The Academy of Model Aeronautics (AMA) just launched a new, free LAANC software, making it easier for you to fly drones in FAA-controlled airspace (such as if you’re flying drones in your backyard within the controlled-airspace radius of an airport).
LAANC, which is short for Low Altitude Authorization and Notification Capability, is a system that automates the application and approval process for airspace authorizations, so drone pilots can get near-instant approval to fly in airspace that they otherwise wouldn’t be able to fly in.
And the need for those near-instant approvals is growing. More than 320,000 LAANC authorizations have been granted since the automated approval program was launched in beta mode in 2017. What’s more, more LAANC authorizations were granted in the first half of 2020, than in the first 21 months of LAANC’s launch combined.
The new AMA software will streamline authorization services and flight planning tools that make flying safer and less burdensome for AMA’s community of pilots. Once signed up, pilots can file LAANC authorizations with the FAA when flying in controlled airspace via a web portal and mobile application. The software also includes additional flight planning tools such as interactive maps, weather information and flight logs.

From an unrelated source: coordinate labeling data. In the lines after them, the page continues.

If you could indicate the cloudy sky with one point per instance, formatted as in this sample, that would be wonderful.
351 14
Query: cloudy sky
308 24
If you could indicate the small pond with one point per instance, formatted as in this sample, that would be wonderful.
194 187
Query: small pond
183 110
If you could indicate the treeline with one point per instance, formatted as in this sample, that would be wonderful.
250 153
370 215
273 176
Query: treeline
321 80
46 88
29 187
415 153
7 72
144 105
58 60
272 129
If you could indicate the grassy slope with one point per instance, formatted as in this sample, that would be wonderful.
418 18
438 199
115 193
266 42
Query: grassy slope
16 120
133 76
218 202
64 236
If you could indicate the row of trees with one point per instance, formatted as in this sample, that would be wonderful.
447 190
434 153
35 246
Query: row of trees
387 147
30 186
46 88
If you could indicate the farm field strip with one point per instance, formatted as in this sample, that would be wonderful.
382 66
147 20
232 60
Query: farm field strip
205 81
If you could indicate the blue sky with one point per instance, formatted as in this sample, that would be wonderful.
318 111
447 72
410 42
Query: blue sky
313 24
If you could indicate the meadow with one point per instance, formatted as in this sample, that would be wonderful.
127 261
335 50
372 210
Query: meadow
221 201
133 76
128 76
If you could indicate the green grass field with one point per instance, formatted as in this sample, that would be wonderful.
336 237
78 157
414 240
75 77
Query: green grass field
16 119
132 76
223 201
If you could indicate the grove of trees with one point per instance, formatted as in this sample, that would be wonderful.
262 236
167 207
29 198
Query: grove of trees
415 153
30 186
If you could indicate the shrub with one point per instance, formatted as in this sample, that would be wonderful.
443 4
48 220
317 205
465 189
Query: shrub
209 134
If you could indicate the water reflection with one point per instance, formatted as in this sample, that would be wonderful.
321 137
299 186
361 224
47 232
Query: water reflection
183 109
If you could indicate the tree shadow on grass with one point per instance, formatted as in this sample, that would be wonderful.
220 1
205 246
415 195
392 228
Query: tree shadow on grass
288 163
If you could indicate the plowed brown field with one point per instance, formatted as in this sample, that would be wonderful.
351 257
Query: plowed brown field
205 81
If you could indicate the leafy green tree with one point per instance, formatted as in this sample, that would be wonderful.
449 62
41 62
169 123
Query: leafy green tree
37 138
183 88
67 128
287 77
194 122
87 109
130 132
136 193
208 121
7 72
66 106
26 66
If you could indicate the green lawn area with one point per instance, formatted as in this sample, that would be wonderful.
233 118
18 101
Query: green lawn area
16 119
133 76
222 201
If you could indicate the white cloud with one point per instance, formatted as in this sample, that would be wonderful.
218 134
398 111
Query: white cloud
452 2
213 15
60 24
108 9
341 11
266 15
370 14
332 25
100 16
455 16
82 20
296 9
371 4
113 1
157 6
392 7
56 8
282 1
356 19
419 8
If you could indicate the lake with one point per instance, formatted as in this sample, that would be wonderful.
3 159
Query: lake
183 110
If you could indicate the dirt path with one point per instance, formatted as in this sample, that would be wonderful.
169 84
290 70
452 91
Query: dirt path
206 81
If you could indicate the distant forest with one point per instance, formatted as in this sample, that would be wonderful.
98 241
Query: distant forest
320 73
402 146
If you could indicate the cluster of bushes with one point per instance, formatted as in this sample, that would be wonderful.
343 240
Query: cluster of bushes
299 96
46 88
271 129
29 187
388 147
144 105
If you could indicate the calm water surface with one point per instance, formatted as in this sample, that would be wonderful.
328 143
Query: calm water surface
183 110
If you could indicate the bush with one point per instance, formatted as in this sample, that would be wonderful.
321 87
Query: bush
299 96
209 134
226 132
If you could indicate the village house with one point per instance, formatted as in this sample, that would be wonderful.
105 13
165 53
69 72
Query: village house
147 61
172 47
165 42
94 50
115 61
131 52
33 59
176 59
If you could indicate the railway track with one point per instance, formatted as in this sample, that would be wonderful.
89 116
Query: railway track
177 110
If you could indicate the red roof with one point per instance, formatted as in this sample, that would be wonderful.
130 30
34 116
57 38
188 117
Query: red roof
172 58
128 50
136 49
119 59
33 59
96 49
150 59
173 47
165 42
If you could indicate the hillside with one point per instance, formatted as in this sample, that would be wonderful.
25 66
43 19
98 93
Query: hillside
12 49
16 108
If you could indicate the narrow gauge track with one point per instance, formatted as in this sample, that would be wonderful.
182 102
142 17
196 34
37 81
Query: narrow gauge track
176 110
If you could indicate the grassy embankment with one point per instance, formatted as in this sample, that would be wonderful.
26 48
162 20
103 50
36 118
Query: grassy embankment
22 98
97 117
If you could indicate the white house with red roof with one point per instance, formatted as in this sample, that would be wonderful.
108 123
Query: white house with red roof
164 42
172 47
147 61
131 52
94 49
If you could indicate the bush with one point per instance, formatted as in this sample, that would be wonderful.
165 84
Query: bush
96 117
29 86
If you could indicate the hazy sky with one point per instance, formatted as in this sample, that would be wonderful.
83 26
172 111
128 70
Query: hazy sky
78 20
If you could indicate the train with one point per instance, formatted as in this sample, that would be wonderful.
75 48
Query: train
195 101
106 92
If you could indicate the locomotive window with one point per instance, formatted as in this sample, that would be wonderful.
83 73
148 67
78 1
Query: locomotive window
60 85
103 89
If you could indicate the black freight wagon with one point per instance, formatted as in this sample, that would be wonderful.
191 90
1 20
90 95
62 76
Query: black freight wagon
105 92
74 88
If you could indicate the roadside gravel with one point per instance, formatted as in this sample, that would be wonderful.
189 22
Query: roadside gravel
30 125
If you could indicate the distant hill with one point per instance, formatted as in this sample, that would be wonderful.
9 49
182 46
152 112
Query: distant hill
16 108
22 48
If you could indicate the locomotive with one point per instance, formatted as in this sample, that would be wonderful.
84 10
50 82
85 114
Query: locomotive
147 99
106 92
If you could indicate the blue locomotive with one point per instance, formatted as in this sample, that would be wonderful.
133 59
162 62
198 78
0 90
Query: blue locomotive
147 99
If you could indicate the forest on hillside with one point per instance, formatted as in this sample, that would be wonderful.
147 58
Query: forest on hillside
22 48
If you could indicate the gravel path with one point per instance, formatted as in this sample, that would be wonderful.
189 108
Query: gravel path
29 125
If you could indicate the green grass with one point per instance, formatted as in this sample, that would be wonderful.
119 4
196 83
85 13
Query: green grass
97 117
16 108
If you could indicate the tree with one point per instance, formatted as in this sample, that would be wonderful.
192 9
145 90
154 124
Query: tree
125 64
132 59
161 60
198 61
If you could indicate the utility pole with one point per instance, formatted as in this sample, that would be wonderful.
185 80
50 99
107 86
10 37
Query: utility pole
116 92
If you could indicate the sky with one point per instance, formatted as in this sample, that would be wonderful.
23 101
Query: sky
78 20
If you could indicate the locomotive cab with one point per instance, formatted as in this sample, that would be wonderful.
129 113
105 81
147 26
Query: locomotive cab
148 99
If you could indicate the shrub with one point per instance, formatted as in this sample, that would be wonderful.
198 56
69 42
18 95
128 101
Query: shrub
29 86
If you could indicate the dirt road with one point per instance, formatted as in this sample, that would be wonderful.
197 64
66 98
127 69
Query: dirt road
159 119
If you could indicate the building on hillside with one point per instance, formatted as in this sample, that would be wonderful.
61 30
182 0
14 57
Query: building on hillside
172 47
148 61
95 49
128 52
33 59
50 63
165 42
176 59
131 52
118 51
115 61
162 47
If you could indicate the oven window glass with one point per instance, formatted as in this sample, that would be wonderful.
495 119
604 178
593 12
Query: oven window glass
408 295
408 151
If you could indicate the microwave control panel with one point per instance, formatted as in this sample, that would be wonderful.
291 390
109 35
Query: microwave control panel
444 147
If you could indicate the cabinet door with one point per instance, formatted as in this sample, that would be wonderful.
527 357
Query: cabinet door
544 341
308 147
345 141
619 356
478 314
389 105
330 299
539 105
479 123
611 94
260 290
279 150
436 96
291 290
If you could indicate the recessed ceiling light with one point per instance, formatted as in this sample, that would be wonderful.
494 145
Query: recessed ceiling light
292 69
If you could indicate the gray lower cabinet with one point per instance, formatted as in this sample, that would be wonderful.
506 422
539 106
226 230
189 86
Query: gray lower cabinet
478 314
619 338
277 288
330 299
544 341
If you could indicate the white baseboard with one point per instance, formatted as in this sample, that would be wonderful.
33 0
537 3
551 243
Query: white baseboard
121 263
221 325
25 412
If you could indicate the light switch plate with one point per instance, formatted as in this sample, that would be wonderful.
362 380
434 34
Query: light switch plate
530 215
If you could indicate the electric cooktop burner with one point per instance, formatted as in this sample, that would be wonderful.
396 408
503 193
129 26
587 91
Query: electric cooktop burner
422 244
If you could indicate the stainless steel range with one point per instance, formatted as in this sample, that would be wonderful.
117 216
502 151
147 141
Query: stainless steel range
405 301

The free LAANC software is designed for recreational users — perhaps not surprising considering the AMA is an 84-year-old organization that supports hobby pilots, and more recently has grown to support drone hobbyists. The AMA has about 175,000 members spread throughout 2,400 clubs in the United States and Puerto Rico.
Other free LAANC software includes DroneUp Airspace Planner, AirMap and Kittyhawk.
The new, free LAANC software was made in partnership with a company called UASidekick, which also creates paid software for commercial drone pilots (that software includes features like micro-weather, real-time NOTAM filing, fleet management, compliance tracking, and logbook capabilities).
“One of our top priorities is helping hobbyists comply with evolving regulations…to help recreational and commercial pilots secure necessary approvals from the FAA and plan safe flights,” said Chad Budreau, Executive Director of AMA in a prepared statement. “(This) will hopefully make the safe operation of UAS a little bit easier for our community.”